Wednesday, June 15, 2016

Spring Work


Quantitative Modeling of Signaling Interactions in the Breast Tumor Microenvironment
Specific Aims

Aim 1: Identify sets of stromal-epithelial interactions that suggest candidate hypotheses for the causal mechanisms through which stroma expression levels can affect tumor functions.

Aim 2: Identify modules in the stromal-epithelial signaling network that are conserved between mouse and human, supporting the assignment of degrees of confidence to predictions regarding human disease made based on mouse models.

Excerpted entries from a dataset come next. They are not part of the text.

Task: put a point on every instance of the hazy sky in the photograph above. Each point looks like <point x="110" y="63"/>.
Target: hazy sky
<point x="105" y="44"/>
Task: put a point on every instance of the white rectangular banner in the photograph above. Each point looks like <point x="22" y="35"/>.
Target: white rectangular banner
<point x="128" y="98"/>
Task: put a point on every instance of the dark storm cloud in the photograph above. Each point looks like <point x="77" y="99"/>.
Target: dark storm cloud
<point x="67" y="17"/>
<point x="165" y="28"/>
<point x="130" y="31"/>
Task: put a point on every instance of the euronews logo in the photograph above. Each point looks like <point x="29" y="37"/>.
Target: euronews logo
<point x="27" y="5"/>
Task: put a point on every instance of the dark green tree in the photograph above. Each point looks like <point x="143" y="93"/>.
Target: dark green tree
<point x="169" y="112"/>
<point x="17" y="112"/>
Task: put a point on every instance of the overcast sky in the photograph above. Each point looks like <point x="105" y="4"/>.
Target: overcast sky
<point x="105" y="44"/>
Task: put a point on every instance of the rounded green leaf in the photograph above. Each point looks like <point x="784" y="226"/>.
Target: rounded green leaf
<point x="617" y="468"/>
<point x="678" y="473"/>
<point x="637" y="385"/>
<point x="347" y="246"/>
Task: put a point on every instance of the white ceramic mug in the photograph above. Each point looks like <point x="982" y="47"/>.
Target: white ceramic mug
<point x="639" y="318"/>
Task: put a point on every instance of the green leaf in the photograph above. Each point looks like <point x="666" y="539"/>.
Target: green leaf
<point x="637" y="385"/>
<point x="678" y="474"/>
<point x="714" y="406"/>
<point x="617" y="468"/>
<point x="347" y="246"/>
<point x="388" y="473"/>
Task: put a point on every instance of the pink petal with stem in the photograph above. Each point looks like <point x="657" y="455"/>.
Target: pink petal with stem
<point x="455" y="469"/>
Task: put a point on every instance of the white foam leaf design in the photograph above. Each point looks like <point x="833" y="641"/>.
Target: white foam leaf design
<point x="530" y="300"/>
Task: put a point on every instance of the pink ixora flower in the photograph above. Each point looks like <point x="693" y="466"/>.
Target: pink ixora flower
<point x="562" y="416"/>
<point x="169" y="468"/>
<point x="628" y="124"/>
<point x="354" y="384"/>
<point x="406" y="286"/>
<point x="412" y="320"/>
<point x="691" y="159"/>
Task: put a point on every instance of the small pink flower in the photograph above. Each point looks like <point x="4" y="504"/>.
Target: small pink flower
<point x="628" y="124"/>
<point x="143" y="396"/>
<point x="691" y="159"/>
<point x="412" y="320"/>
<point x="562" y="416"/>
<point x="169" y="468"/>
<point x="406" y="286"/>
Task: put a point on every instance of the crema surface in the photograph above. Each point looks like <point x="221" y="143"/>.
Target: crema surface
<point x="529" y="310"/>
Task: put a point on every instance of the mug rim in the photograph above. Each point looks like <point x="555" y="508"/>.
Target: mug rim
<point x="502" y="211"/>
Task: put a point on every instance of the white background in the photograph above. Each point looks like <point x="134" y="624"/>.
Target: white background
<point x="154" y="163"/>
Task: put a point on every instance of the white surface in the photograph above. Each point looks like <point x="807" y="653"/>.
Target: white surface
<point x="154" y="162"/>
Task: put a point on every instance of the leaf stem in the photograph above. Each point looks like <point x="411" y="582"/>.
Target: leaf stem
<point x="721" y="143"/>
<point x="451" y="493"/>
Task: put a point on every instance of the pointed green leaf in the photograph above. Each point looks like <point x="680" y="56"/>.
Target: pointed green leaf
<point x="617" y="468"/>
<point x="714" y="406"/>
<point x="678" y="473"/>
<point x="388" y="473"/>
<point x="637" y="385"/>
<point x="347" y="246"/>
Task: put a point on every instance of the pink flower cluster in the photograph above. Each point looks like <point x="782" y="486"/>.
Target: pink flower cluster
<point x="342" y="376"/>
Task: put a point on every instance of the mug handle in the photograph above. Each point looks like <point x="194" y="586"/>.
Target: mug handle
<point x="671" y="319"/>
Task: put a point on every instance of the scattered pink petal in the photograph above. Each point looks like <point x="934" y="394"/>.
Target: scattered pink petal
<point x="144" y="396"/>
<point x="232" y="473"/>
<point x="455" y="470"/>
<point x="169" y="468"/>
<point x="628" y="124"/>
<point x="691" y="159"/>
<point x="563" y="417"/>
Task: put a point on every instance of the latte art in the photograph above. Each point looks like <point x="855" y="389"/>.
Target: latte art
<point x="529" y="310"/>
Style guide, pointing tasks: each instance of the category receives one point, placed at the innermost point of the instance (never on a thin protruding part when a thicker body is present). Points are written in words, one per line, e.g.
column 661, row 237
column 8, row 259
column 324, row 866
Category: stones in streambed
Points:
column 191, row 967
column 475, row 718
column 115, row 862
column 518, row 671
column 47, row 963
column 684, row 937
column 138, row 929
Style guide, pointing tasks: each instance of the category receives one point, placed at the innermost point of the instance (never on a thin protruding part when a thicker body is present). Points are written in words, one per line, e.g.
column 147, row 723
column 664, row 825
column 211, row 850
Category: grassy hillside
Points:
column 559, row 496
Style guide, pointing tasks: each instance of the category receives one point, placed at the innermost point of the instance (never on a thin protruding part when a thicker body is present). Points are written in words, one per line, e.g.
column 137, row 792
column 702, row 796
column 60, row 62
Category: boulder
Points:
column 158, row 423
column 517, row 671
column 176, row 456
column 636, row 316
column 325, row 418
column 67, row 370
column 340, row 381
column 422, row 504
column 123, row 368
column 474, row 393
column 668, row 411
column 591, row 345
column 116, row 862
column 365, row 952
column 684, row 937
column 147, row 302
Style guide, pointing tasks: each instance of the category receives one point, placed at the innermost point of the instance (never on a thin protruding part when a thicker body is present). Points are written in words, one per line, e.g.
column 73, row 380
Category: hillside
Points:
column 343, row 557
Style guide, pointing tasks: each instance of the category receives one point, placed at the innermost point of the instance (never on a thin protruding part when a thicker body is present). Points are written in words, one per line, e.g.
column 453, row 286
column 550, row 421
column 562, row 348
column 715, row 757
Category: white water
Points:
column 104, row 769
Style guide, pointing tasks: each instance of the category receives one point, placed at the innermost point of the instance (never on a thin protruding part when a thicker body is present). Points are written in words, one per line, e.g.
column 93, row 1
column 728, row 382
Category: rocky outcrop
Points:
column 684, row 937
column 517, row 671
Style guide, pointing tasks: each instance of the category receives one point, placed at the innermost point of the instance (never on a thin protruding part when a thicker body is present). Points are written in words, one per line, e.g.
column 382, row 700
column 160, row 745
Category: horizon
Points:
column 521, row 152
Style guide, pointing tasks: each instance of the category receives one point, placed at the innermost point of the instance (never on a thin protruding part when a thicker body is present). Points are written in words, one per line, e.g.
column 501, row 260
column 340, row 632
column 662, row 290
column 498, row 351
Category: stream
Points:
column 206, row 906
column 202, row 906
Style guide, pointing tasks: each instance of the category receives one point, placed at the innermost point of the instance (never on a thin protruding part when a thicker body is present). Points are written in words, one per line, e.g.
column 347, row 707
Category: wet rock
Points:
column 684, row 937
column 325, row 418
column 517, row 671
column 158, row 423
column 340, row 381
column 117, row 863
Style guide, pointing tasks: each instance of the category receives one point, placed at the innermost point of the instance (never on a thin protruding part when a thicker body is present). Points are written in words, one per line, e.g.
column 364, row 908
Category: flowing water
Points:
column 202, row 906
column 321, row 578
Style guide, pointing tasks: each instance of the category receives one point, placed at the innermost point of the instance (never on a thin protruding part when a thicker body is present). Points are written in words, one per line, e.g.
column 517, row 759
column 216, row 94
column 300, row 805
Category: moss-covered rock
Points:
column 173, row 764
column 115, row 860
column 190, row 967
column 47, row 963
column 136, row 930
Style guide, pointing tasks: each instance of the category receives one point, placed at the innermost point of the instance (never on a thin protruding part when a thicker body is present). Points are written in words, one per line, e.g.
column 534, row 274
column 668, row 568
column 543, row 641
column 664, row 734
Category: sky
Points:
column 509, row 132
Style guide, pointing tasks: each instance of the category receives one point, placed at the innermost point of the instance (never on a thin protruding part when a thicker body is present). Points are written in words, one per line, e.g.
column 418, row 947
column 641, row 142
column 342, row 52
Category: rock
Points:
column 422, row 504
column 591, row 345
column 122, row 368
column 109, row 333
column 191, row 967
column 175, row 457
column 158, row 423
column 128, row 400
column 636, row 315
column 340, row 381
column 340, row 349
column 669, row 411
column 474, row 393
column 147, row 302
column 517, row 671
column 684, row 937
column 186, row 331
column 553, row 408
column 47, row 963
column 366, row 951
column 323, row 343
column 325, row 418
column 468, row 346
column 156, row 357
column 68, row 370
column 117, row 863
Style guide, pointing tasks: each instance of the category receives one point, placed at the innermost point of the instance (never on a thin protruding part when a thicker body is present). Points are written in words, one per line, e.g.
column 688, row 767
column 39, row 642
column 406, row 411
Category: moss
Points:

Aim 3: Integrate candidate causal mechanisms through which stroma expression levels can affect tumor functions into one or more stochastic models and use these to develop statistical measures that can distinguish or reject these alternative hypotheses based on experimental data that can be feasibly obtained.

Data I was given

I was given mouse mammary transcriptome data. Breast tissue had been collected from 8 week old virgin Fvb/N mice, under four conditions: either wild type ErbB2 or mutant ErbB2, combined with either normal PTEN or conditional knockout of PTEN in the fibroblasts only.  This tissue had been separated into four cell types: epithelial cells, fibroblasts, macrophages, and endothelial cells. Then microarrays were used to probe the expression levels of 17548 genes. Among different probes for the same gene, the one with the maximum value had been chosen as the representative entry in the data that I have.  If different probes reflected different isoforms of the same gene, this information has been lost in the file I have.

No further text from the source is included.